A total of 10 775 full- and part-time pupils from 200 schools across the country, and neighbouring countries, wrote the exams and recorded a 98,30% pass rate.

This is slightly down from last year’s 98,38%. However, IEB CEO Anne Oberholzer said they were “proud” of pupils’ achievements.

Oberholzer said those who passed the examinations had achieved passes that were good enough to enter tertiary institutions at degree, diploma or higher certificate levels.

She emphasised the importance of mathematics as a subject choice, saying that from 2016, Grade 10 pupils who choose physical science and accounting would be required to also choose mathematics.

From the Class of 2015, 48% of pupils­ chose physical science as a subject and some 65% of full-time pupils chose mathematics.

KwaZulu-Natal had the second-highest number of candidates this year, with eight pupils from the province making the list of outstanding performers.

Local school principals said they were happy and proud of their pupils’ performances and commended the Class of 2015 on a job well done.

“I am very happy with the overall results from our school especially.

“The girls have a very good work ethic and maintained a balanced approach­ to school with sport and community work,” said The Wykeham Collegiate principal Susan Tasker.

Kearsney College emerged as the top KZN independent boys’ school for the third time in four years, with three of the school’s candidates in the country’s Outstanding and Commendable Achievement lists.

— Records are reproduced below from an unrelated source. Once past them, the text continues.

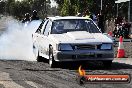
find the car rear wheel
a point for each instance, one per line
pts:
(36, 53)
(107, 64)
(52, 62)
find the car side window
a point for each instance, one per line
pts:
(40, 27)
(44, 26)
(47, 28)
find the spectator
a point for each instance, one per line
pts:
(101, 21)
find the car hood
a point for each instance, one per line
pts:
(80, 37)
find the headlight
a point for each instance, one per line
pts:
(106, 46)
(65, 47)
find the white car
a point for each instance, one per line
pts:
(72, 38)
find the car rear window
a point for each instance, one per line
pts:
(68, 25)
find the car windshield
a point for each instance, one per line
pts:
(68, 25)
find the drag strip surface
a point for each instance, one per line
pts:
(31, 74)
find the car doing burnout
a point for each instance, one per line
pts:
(71, 39)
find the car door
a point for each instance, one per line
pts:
(38, 36)
(44, 40)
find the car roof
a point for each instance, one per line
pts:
(66, 17)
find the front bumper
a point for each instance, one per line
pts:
(84, 55)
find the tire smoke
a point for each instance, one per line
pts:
(16, 41)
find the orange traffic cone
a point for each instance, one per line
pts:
(121, 51)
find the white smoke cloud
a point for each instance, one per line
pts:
(16, 41)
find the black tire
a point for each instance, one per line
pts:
(107, 64)
(52, 62)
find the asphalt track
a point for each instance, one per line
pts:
(31, 74)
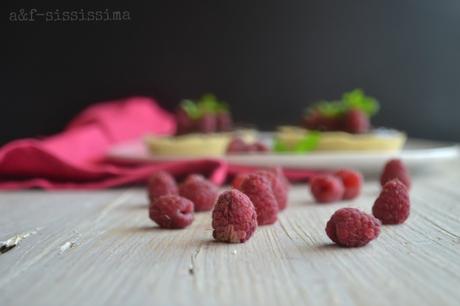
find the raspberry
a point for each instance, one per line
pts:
(279, 188)
(395, 168)
(355, 122)
(171, 211)
(238, 180)
(317, 121)
(258, 188)
(257, 147)
(392, 205)
(161, 183)
(352, 181)
(234, 217)
(326, 188)
(237, 145)
(200, 191)
(350, 227)
(224, 121)
(207, 123)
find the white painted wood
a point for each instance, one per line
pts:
(100, 248)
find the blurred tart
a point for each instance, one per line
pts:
(196, 144)
(295, 139)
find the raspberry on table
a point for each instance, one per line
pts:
(237, 145)
(206, 123)
(171, 211)
(161, 183)
(258, 188)
(326, 188)
(393, 204)
(352, 181)
(234, 217)
(279, 188)
(258, 147)
(224, 121)
(395, 168)
(200, 191)
(238, 180)
(356, 121)
(350, 227)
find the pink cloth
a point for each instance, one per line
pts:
(75, 158)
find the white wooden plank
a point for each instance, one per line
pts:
(118, 257)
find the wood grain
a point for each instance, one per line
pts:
(100, 248)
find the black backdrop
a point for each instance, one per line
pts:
(268, 59)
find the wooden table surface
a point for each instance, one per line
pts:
(100, 248)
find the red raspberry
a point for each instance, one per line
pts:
(224, 121)
(258, 188)
(200, 191)
(352, 181)
(395, 168)
(237, 145)
(238, 180)
(392, 205)
(207, 123)
(316, 121)
(326, 188)
(171, 211)
(161, 183)
(257, 147)
(356, 122)
(279, 188)
(234, 217)
(350, 227)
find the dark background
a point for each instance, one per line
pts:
(268, 59)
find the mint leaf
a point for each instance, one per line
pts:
(308, 143)
(278, 146)
(357, 99)
(190, 107)
(330, 108)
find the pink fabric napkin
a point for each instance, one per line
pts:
(75, 158)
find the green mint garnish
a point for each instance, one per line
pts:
(208, 103)
(308, 143)
(355, 99)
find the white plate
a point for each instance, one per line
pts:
(416, 153)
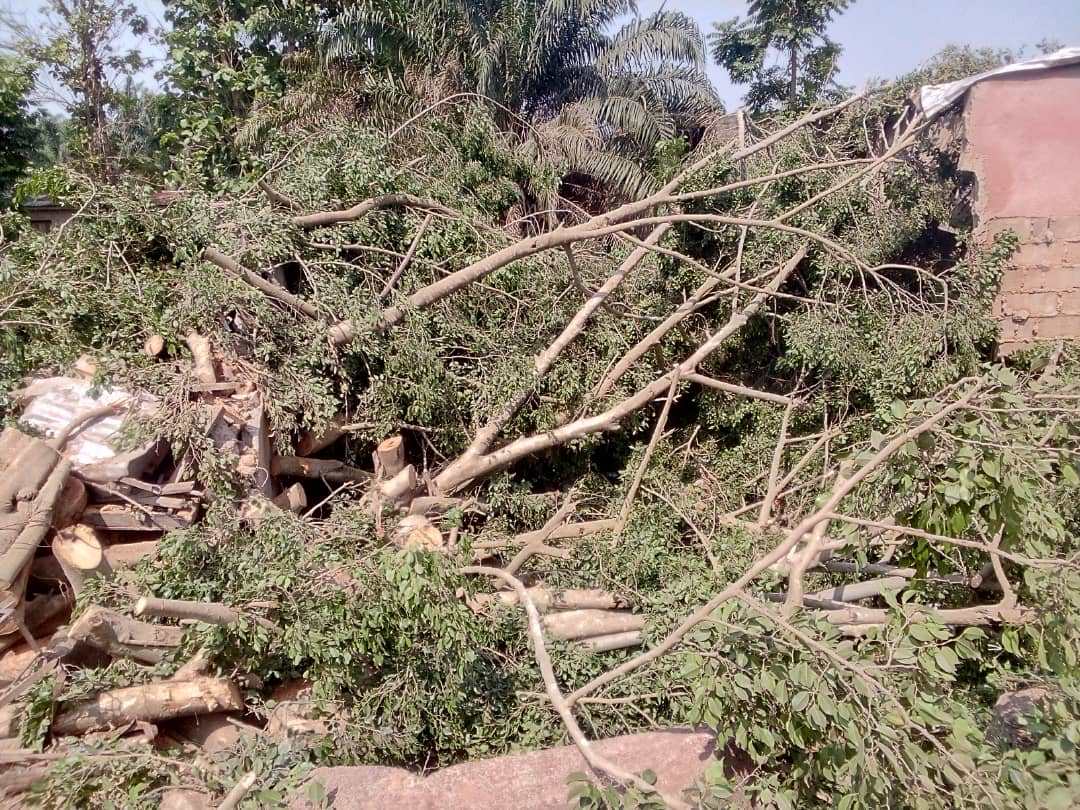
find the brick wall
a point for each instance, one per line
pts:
(1021, 143)
(1039, 298)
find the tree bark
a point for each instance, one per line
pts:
(150, 702)
(328, 470)
(390, 456)
(584, 623)
(36, 525)
(81, 556)
(122, 637)
(203, 611)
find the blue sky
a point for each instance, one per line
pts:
(887, 38)
(880, 38)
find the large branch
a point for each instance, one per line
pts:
(471, 467)
(214, 256)
(323, 218)
(780, 551)
(555, 694)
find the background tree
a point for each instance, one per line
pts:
(17, 130)
(795, 29)
(83, 48)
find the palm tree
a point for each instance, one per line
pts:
(554, 76)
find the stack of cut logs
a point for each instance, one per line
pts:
(71, 511)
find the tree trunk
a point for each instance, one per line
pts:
(793, 66)
(122, 637)
(150, 702)
(81, 556)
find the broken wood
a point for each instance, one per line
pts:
(234, 796)
(122, 637)
(329, 470)
(70, 504)
(149, 702)
(202, 358)
(612, 642)
(547, 598)
(294, 499)
(36, 525)
(575, 624)
(401, 485)
(416, 531)
(203, 611)
(311, 442)
(153, 346)
(81, 556)
(127, 555)
(390, 456)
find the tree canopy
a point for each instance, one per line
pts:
(796, 30)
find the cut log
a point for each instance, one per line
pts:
(81, 556)
(184, 798)
(547, 598)
(203, 611)
(70, 504)
(416, 531)
(18, 552)
(859, 591)
(612, 642)
(202, 358)
(575, 624)
(294, 499)
(329, 470)
(153, 346)
(116, 517)
(40, 616)
(400, 486)
(127, 555)
(390, 456)
(12, 606)
(122, 637)
(150, 702)
(311, 442)
(214, 733)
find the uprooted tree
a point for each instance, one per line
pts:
(730, 454)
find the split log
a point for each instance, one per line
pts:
(202, 358)
(81, 556)
(153, 346)
(117, 517)
(294, 499)
(329, 470)
(574, 624)
(149, 702)
(390, 456)
(70, 504)
(122, 637)
(612, 642)
(12, 607)
(21, 550)
(545, 597)
(401, 485)
(203, 611)
(127, 555)
(40, 616)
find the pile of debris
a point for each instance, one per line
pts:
(73, 508)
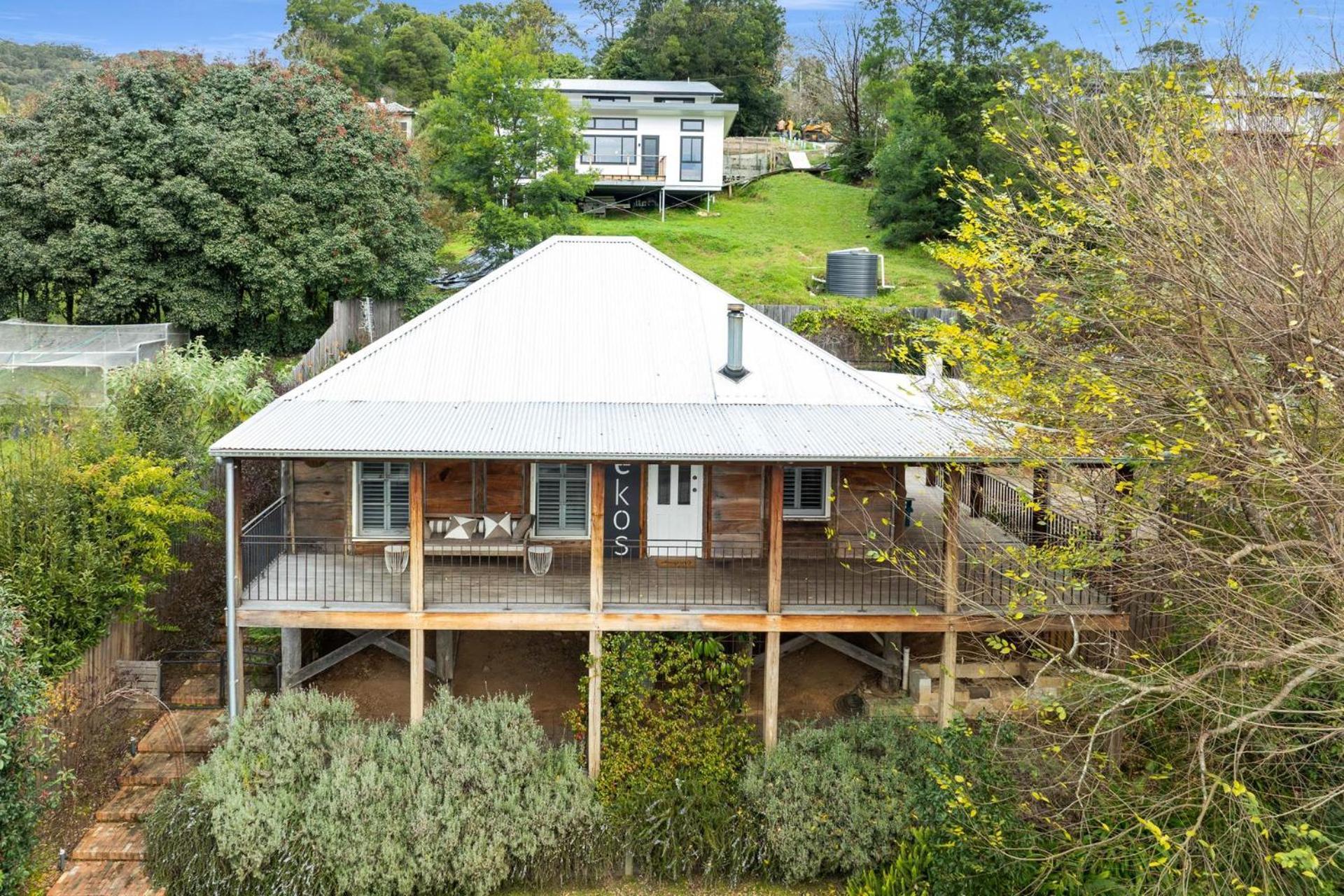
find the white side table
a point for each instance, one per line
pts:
(397, 558)
(539, 558)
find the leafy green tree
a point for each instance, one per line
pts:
(502, 147)
(734, 45)
(27, 747)
(955, 55)
(238, 200)
(396, 50)
(86, 532)
(185, 399)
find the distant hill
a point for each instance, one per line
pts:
(34, 67)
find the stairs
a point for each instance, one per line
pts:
(109, 860)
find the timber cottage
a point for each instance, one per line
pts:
(593, 438)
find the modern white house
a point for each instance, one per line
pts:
(657, 139)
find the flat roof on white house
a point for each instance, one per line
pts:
(598, 348)
(622, 86)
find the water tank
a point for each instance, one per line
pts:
(853, 272)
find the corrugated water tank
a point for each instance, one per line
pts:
(853, 272)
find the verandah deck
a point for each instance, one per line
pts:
(336, 580)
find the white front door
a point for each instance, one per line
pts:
(676, 510)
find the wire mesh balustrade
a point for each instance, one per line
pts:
(320, 570)
(505, 578)
(685, 574)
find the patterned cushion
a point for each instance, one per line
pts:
(461, 528)
(498, 526)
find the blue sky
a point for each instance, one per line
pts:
(1296, 31)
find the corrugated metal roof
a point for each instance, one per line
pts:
(615, 85)
(596, 347)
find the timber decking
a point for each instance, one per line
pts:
(151, 769)
(105, 879)
(181, 731)
(335, 580)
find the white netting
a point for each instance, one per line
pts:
(59, 363)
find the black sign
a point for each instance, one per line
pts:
(622, 511)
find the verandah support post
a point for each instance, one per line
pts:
(977, 492)
(771, 697)
(1041, 505)
(290, 656)
(901, 491)
(951, 586)
(597, 539)
(233, 584)
(774, 602)
(417, 597)
(445, 656)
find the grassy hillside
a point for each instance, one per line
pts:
(765, 242)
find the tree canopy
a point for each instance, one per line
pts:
(29, 69)
(502, 147)
(234, 199)
(398, 51)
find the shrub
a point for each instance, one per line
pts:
(843, 799)
(26, 748)
(304, 798)
(86, 532)
(675, 739)
(185, 399)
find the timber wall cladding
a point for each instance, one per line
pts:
(737, 522)
(321, 498)
(854, 517)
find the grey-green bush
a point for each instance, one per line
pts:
(304, 798)
(847, 798)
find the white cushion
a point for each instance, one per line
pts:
(498, 526)
(461, 528)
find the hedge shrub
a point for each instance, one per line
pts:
(304, 798)
(848, 798)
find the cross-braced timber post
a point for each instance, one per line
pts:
(774, 598)
(951, 584)
(233, 584)
(597, 535)
(417, 596)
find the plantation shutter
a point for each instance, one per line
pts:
(806, 491)
(562, 503)
(385, 498)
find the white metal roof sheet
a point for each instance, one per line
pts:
(629, 86)
(596, 347)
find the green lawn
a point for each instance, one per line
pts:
(765, 244)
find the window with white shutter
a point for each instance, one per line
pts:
(559, 500)
(384, 498)
(806, 492)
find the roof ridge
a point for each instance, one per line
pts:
(412, 326)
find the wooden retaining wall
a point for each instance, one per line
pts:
(354, 326)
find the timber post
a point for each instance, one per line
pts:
(290, 656)
(597, 539)
(233, 584)
(901, 491)
(951, 586)
(977, 492)
(774, 603)
(417, 596)
(1040, 505)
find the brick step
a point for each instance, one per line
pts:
(112, 841)
(130, 804)
(105, 879)
(181, 731)
(150, 769)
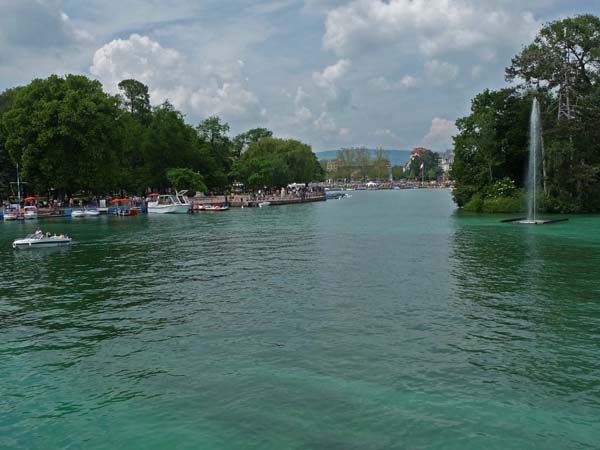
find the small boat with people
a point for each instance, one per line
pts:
(85, 213)
(41, 240)
(215, 208)
(12, 213)
(30, 212)
(177, 203)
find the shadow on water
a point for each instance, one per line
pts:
(529, 298)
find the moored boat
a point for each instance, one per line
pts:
(170, 204)
(39, 240)
(12, 213)
(30, 212)
(85, 213)
(215, 208)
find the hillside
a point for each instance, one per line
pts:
(397, 157)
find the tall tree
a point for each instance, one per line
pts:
(213, 136)
(564, 56)
(243, 140)
(136, 98)
(62, 132)
(7, 165)
(272, 162)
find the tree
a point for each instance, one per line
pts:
(62, 132)
(565, 55)
(381, 164)
(397, 172)
(431, 166)
(170, 143)
(7, 165)
(272, 162)
(243, 140)
(213, 136)
(186, 179)
(491, 143)
(137, 99)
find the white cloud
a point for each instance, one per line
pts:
(332, 74)
(383, 84)
(325, 123)
(429, 27)
(440, 134)
(205, 90)
(440, 72)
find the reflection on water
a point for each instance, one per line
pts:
(382, 321)
(529, 295)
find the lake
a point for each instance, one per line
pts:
(385, 320)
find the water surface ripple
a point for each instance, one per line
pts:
(387, 320)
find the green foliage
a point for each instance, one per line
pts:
(137, 99)
(514, 203)
(272, 162)
(218, 151)
(358, 163)
(491, 143)
(7, 165)
(431, 167)
(243, 140)
(68, 135)
(62, 131)
(502, 188)
(398, 172)
(563, 61)
(186, 179)
(564, 49)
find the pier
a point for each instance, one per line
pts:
(252, 200)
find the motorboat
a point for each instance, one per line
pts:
(30, 212)
(170, 204)
(216, 208)
(85, 213)
(39, 240)
(12, 213)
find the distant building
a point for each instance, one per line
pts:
(418, 151)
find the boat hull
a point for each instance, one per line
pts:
(41, 243)
(168, 209)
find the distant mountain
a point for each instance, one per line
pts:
(397, 157)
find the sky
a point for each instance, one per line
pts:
(332, 73)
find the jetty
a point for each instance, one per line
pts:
(252, 200)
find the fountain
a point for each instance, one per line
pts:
(533, 172)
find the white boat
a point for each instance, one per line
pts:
(170, 204)
(215, 208)
(30, 212)
(85, 213)
(11, 213)
(38, 240)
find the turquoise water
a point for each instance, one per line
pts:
(386, 320)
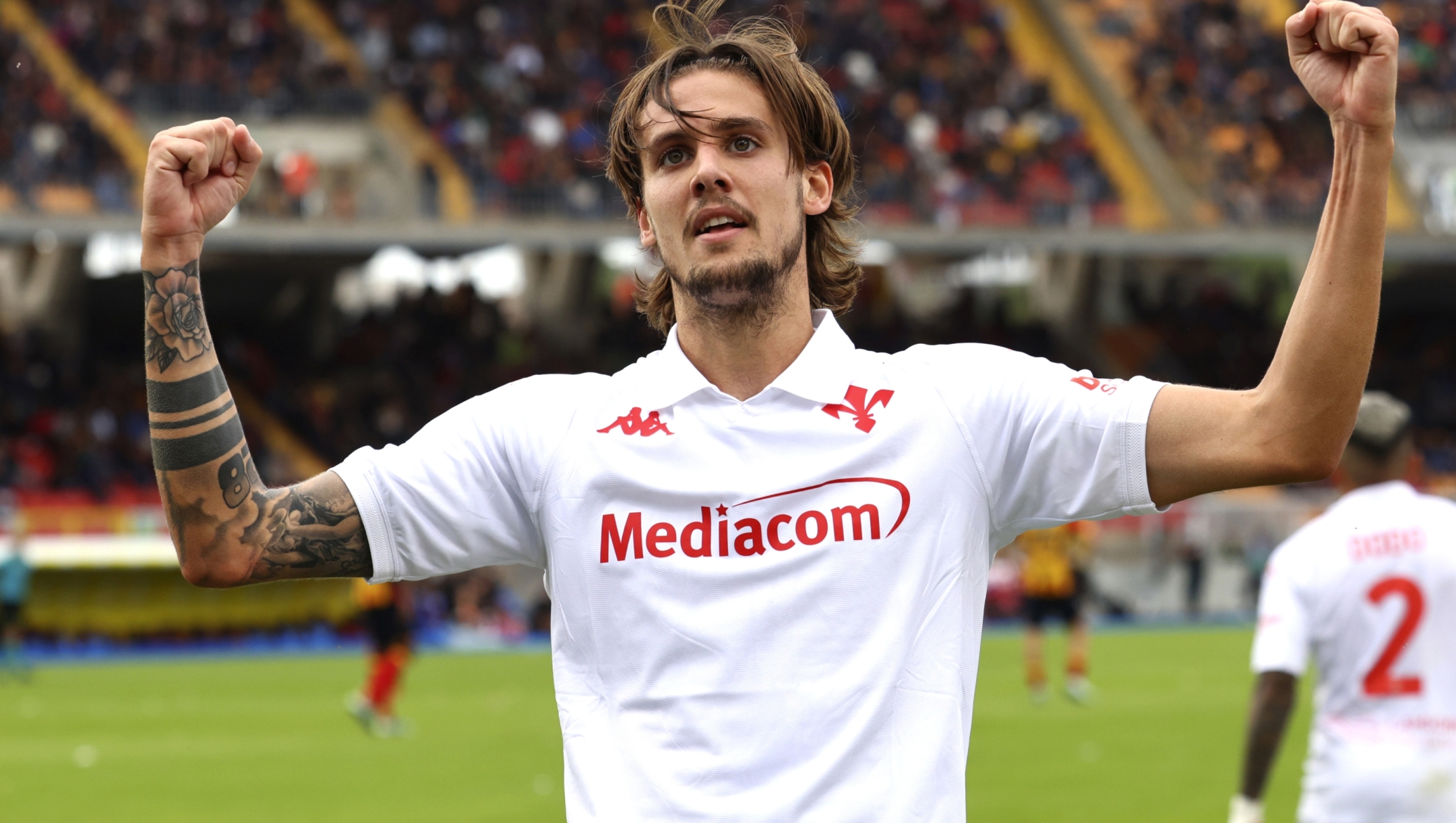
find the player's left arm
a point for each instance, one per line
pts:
(1294, 426)
(1269, 717)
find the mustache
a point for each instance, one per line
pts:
(715, 203)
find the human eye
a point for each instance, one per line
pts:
(743, 143)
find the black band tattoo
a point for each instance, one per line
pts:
(169, 455)
(193, 421)
(311, 529)
(185, 395)
(177, 327)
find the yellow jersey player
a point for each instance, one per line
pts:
(1052, 586)
(384, 607)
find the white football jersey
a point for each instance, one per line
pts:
(1370, 589)
(765, 609)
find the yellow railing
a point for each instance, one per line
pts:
(104, 114)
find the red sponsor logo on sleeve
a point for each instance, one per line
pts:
(1094, 385)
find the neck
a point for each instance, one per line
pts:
(741, 359)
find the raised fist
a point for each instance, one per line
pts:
(1345, 57)
(195, 175)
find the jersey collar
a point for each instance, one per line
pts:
(820, 373)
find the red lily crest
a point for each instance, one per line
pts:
(855, 405)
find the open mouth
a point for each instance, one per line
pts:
(718, 224)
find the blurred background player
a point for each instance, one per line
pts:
(1053, 583)
(1369, 587)
(15, 587)
(384, 608)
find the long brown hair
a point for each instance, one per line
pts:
(760, 49)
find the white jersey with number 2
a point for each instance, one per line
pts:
(1370, 589)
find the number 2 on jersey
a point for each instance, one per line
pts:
(1379, 683)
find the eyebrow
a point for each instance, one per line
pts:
(720, 125)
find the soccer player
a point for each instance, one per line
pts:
(766, 549)
(15, 589)
(385, 608)
(1369, 589)
(1052, 587)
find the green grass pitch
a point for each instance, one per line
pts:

The school had a 100% pass rate, with almost 97% of pupils receiving a university exemption pass.

Pietermaritzburg’s St John’s ­Diocesan School for Girls also achieved a 100% pass rate this year.

“The girls have done exceptionally well and they all worked very hard.

“Every single one of them improved on their results from the trial ­examination,” said St John’s deputy principal Dean Tyson.